Court Opinion

ID: 3620986
Source: CourtListenerOpinion
Date Created: 2016-07-06 00:02:46.530228+00
Date Added: 2024-06-11T13:49:14.953506
License: Public Domain

The statute commands in substance that every corporation, whether resident or non-resident, with certain exceptions which do not include the relator, shall pay to the comptroller each year a sum to be computed upon a certain basis for the privilege of exercising its corporate franchises or carrying on business in this state. (Tax Law, §§ 181, 182.) While the corporate powers of the relator according to its charter are very broad, even if we do not look at its unexercised powers but confine our attention to those actually used, there is ample warrant for the tax in question. The business carried on by it is the purchase, holding, leasing and management of a large office building in the borough of New York, for which it paid the sum of $880,000. The claim is made that the large amount thus paid for a building thus used is not capital employed within this state, but is an inactive investment and that the relator is not carrying on any business in this state. It does business in no other state and it has no surplus. While a foreign corporation may invest its surplus earnings in real property situate in this state and lease the same to third parties, so long as it does not occupy it or use it in transacting its ordinary business, the amount thus invested is apparently not subject to taxation as capital *Page 336 
employed in doing business. (People ex rel. Singer Manfg. Co. v. Wemple, 150 N.Y. 46.) When, however, it has no surplus and all its capital is placed in a single venture which requires active management and constitutes its sole business, such capital is employed in business within the fair meaning of the statute now in force, which is more comprehensive than any of its predecessors.
Two cases are relied upon by the relator, both extreme and neither like the one before us. In the earlier, certain land of the corporation was an unproductive swamp, not used to carry on any active business, but for sixty-four years had been held with the intention at some time of using it to carry on the business of building, selling or leasing raceways, docks and buildings for hydraulic purposes as well as the business of manufacturing. It had never been used for any of these purposes, nor for any active purpose. We held, adopting the opinion of the Appellate Division, that "the tax contemplated by the statute is upon the active use of its (the corporation's) capital in its corporate business, not upon the passive holding of it in the form of an unproductive investment." (People ex rel. Niagara River Hydraulic Co. v.Roberts, 30 App. Div. 180; 157 N.Y. 676.)
In the later case certain real property of some heirs at law, who held it as tenants in common, was unproductive, heavily mortgaged and overwhelmed with an accumulation of taxes during a long period. It was advertised for sale on account of the unpaid taxes, and one of the mortgagees threatened foreclosure. The heirs organized a corporation to carry the property until it could be sold, by refunding the mortgages and raising money to pay taxes and interest. No improvements were made, or active business carried on, and by the vote of a majority it was held a passive investment and not the employment of capital in business. (People ex rel. Fort George Realty Co. v. Miller, 179 N.Y. 49. )

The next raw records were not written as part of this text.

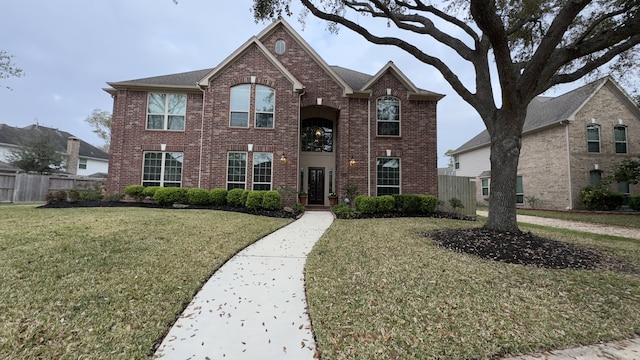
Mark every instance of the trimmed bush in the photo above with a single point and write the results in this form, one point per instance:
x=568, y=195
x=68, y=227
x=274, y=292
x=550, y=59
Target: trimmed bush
x=254, y=199
x=272, y=200
x=600, y=198
x=429, y=204
x=218, y=196
x=234, y=197
x=385, y=204
x=150, y=191
x=198, y=196
x=135, y=191
x=634, y=202
x=171, y=195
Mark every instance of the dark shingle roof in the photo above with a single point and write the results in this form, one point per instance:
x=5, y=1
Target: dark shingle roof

The present case is utterly different in its facts and in the principle which governs the decision. The relator carries on the business of owning, leasing and managing an office building *Page 337 
of great value situate on Wall street in the city of New York. It has no surplus and its entire capital is invested in this building at the commercial center of the country. Its property is highly improved and produces a net income devoted to dividends. It manages its property through agents, as all corporations must. The management of a large modern office building, such as that of the relator, is a business as much as manufacturing. It involves the leasing of offices, the collection of rents, the operation of elevators and a heating plant, the cleaning of offices, the lighting of halls, the making of repairs and changes to suit tenants and the active supervision of an extensive business with many details. If this is not carrying on business by the active use of capital invested therein it is difficult to see what is. The statute does not exempt a corporation organized to carry on such a real estate business, and I cannot see how the court can declare it exempt without subverting the statute.